Will therefore GDB utilize C++ or not?
Russell Shaw
rjshaw@netspace.net.au
Sat Jun 2 07:01:00 GMT 2012
On 27/05/12 01:50, Jan Kratochvil wrote:
> On Mon, 21 May 2012 17:55:47 +0200, Pedro Alves wrote:
...
> 453728 vs. 265000 bytes is +71% increase.
> It still seems perfectly worth to me for all the discussed C++ benefits for GDB.
...
A few of the things i didn't like about C++ have been fixed in the C++11
standard. In particular, under: Rvalue references and move constructors
<http://en.wikipedia.org/wiki/C%2B%2B11#Rvalue_references_and_move_constructors>
A lot of C++ code was copying objects by value, which means the copy constructor
had to deep-copy and malloc to make temporaries, only to throw them away later.
That is *slow* and fragments the heap, especially on smaller systems.

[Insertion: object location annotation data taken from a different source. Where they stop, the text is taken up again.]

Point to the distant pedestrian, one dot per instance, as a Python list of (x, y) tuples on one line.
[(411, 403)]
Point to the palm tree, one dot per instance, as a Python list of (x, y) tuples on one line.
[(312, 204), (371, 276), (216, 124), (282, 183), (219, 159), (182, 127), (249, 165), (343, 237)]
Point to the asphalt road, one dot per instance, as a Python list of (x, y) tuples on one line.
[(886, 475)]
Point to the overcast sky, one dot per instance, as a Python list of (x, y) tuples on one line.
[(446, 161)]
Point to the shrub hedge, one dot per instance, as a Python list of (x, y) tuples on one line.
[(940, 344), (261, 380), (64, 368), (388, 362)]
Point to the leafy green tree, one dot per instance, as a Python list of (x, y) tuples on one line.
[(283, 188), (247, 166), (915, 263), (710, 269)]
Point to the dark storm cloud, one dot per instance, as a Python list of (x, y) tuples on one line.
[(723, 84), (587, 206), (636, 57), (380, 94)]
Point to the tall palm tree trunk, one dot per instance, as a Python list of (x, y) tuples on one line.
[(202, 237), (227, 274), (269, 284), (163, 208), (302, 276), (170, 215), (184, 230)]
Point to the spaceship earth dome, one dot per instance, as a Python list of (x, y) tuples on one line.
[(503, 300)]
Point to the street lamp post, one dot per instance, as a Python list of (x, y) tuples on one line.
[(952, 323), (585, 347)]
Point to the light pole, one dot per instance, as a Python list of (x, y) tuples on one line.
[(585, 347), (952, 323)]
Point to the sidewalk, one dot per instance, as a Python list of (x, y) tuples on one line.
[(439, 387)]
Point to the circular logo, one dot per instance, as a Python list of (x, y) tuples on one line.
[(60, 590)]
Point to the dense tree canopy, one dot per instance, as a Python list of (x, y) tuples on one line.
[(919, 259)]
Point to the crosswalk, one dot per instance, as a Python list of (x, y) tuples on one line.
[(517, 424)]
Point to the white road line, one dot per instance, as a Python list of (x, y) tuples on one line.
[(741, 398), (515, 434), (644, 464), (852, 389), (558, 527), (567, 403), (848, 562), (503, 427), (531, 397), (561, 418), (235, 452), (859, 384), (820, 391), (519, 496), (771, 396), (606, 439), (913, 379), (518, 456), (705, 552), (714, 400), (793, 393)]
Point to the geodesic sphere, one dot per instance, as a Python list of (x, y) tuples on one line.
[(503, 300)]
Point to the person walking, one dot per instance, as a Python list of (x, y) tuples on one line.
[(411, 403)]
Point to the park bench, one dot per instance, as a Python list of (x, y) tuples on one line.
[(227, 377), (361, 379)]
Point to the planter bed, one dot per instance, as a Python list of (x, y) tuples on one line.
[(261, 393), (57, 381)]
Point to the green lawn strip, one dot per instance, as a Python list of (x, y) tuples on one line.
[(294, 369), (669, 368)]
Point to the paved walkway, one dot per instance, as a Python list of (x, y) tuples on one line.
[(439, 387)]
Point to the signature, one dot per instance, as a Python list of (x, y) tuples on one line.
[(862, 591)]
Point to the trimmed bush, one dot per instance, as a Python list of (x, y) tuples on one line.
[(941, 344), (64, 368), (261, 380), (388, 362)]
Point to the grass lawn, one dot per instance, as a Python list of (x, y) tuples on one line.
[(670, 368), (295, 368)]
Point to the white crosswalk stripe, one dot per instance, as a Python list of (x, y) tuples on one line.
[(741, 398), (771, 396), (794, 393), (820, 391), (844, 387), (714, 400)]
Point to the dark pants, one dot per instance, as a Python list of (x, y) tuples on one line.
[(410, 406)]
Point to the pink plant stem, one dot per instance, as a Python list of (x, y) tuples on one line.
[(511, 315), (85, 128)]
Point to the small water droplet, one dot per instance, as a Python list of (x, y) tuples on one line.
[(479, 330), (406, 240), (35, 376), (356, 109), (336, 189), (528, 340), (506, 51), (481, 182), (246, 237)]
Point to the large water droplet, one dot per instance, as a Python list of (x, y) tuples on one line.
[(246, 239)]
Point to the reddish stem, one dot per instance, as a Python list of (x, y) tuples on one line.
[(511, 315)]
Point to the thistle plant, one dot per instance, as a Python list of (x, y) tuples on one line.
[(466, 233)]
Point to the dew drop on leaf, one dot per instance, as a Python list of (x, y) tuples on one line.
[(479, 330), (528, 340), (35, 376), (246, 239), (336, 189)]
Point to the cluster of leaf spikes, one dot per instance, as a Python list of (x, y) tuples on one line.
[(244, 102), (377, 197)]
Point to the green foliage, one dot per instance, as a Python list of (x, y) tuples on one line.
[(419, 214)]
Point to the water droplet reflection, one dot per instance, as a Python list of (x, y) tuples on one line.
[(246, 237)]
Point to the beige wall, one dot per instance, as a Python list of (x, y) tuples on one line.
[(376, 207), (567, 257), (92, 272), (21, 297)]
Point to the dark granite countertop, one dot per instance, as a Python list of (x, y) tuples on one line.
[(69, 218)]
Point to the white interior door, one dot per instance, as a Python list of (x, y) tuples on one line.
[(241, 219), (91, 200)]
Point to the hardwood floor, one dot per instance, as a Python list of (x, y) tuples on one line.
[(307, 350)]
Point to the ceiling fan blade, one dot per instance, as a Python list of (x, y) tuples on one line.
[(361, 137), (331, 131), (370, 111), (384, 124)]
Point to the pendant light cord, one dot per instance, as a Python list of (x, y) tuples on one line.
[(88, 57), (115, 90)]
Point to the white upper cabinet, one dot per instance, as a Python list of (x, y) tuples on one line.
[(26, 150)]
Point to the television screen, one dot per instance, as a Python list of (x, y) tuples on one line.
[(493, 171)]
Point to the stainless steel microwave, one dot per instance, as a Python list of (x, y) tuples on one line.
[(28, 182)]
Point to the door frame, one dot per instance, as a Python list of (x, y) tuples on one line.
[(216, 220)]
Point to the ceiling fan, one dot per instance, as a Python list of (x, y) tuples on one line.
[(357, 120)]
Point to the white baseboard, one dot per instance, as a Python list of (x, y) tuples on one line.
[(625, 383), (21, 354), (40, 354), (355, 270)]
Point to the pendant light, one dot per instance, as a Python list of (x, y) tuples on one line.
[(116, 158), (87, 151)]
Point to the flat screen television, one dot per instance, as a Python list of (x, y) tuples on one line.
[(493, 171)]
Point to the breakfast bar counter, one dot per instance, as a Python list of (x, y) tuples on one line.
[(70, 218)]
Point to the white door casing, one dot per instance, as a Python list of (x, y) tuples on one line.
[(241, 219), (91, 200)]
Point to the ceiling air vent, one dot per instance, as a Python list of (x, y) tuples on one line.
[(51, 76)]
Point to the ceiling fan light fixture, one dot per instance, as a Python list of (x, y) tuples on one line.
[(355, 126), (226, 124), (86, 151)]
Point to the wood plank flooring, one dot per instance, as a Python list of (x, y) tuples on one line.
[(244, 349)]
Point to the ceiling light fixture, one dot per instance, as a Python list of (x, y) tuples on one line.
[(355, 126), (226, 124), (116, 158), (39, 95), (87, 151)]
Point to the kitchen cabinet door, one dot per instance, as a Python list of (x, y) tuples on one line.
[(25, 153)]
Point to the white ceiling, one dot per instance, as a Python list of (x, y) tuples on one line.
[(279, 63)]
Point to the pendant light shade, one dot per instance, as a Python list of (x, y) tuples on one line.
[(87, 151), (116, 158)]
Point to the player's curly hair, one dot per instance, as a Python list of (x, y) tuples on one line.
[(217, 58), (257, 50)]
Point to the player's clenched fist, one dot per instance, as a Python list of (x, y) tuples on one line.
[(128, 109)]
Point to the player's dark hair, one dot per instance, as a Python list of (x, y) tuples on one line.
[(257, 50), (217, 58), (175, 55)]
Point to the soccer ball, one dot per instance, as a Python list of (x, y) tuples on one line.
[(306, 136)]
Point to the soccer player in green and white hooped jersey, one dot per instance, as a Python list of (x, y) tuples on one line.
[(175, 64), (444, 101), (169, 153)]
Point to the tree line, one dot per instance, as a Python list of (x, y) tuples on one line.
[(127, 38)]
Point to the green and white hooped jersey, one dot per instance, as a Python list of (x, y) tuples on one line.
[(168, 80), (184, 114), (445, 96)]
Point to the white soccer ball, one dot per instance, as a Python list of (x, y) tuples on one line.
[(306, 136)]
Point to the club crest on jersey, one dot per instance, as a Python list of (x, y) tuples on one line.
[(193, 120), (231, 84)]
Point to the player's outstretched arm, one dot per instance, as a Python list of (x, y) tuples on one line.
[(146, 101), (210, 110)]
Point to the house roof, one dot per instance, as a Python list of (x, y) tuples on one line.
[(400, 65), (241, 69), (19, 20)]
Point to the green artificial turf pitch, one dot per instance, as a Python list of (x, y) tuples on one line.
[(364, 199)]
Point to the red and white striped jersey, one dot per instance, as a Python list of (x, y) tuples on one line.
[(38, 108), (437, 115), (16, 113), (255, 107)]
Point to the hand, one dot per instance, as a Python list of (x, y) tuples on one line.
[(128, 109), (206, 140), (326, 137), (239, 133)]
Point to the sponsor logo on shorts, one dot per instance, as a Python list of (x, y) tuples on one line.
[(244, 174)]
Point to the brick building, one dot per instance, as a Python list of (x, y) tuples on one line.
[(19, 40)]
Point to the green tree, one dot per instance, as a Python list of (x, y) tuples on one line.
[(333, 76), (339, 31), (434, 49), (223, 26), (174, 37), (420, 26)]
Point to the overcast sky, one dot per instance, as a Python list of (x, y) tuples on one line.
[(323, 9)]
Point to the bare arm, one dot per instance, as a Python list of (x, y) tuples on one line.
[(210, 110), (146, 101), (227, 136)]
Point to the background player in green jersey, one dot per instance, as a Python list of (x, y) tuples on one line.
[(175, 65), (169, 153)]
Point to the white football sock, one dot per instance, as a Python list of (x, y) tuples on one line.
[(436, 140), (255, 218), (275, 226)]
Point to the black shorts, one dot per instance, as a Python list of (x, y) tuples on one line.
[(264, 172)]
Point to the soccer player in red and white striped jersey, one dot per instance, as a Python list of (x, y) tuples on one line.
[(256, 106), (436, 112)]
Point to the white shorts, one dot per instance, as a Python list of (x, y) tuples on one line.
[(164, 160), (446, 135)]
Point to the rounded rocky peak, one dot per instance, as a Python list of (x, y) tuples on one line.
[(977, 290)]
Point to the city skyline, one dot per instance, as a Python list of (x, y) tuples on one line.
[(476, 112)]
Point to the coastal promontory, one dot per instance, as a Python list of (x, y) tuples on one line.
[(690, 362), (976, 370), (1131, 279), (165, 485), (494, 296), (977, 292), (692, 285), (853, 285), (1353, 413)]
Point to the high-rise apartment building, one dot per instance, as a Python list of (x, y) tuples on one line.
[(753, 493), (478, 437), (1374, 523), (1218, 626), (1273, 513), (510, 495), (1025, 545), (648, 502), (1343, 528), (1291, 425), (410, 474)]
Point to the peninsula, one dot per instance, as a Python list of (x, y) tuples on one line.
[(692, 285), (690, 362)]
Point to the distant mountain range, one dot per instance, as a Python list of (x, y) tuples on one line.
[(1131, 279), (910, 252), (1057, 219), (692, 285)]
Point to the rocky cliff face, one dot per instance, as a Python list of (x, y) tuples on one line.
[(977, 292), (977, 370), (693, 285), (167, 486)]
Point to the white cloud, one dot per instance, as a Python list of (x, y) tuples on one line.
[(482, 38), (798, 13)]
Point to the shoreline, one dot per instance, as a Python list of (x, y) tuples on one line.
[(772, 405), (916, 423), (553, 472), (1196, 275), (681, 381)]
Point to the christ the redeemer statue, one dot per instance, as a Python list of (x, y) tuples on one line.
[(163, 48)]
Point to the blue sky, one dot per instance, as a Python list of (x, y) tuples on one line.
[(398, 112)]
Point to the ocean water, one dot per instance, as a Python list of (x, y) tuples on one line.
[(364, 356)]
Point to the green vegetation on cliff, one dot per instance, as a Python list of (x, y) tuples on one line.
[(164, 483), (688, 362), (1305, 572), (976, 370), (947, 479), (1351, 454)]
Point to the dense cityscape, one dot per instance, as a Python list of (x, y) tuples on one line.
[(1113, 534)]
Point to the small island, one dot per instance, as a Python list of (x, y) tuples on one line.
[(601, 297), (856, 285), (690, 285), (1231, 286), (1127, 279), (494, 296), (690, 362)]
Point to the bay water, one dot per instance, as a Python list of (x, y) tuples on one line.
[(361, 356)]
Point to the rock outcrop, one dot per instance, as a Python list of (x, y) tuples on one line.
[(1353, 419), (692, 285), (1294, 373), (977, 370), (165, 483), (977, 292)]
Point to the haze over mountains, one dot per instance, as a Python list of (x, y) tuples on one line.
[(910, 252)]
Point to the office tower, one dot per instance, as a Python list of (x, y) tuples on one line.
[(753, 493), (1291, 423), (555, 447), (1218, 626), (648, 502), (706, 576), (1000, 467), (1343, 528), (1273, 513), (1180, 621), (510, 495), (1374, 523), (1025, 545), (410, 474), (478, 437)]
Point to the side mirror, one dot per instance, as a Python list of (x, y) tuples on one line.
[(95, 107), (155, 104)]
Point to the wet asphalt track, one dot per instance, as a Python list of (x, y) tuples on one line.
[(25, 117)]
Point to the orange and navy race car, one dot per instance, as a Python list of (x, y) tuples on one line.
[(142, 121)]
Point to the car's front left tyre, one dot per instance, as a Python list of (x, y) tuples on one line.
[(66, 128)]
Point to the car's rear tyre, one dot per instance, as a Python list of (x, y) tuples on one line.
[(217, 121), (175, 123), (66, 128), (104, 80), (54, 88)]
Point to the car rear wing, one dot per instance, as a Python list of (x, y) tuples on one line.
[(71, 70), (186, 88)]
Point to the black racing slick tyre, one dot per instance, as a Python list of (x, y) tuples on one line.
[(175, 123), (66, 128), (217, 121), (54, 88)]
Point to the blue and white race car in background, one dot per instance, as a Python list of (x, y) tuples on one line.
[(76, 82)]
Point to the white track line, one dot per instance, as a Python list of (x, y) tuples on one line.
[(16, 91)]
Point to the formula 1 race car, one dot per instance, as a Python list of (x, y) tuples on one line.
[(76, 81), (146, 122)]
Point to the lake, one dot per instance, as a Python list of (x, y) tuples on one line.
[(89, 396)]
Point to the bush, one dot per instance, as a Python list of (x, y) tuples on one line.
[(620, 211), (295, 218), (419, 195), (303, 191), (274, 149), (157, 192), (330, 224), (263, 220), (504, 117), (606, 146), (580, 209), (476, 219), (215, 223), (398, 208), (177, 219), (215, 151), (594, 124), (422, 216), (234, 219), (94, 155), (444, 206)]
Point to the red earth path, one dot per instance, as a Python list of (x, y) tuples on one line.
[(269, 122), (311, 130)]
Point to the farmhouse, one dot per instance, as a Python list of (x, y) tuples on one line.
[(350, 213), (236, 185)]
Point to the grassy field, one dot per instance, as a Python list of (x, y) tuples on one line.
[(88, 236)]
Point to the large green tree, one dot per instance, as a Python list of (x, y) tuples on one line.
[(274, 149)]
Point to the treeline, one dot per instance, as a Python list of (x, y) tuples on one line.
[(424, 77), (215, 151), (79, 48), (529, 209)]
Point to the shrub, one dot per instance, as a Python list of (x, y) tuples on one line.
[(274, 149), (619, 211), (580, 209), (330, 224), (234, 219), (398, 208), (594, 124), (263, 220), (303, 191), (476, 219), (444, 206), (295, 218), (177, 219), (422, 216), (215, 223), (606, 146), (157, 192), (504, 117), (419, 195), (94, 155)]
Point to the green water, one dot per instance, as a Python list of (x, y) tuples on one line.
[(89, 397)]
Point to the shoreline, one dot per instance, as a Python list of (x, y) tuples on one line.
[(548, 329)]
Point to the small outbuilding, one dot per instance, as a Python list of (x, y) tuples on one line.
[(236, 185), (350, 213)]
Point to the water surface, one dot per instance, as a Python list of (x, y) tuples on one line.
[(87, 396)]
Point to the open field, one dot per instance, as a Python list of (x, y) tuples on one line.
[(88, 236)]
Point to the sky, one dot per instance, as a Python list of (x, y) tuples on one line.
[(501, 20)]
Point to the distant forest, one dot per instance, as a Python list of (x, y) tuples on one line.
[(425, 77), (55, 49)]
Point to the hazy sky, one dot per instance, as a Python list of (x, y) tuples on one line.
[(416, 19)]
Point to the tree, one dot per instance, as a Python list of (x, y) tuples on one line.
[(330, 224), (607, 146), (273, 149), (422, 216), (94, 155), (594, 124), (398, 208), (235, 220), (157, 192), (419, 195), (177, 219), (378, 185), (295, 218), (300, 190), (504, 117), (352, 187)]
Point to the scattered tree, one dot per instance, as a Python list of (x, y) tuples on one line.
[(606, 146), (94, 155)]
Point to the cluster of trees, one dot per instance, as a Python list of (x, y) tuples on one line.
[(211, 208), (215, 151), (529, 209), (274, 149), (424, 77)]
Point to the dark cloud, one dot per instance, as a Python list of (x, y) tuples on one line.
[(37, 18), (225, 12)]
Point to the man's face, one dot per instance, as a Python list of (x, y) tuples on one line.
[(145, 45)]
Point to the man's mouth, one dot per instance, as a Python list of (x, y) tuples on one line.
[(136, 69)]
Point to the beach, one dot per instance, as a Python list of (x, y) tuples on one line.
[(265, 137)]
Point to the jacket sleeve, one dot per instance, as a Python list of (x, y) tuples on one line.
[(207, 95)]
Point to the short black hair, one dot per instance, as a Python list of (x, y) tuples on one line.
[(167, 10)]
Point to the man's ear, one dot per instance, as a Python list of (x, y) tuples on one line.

With C11, new "move constructors" have been added for copying malloc'd memory to
avoid that problem.
Parsing C++ has also been improved. <http://en.wikipedia.org/wiki/Most_vexing_parse>
A lot of other improvements too.
I just read the C11 standard (close to final version), and am re-considering the
use of C++ for smaller microcontrollers.
If gdb is done in C++, run-time performance and bloat should be kept in check by
avoiding gratuitous use of generalized template libraries. C-like libraries for
things like bit-sets and symbol tables should work equally as efficient in C++
if translated with some superficial C++ syntax.
Hitting my F9 "compile" button would result in an annoying half-second delay
when compiling simple programs using the STL (years ago when i did C++). Self
written utility libraries such as those already done in C in gdb could avoid that.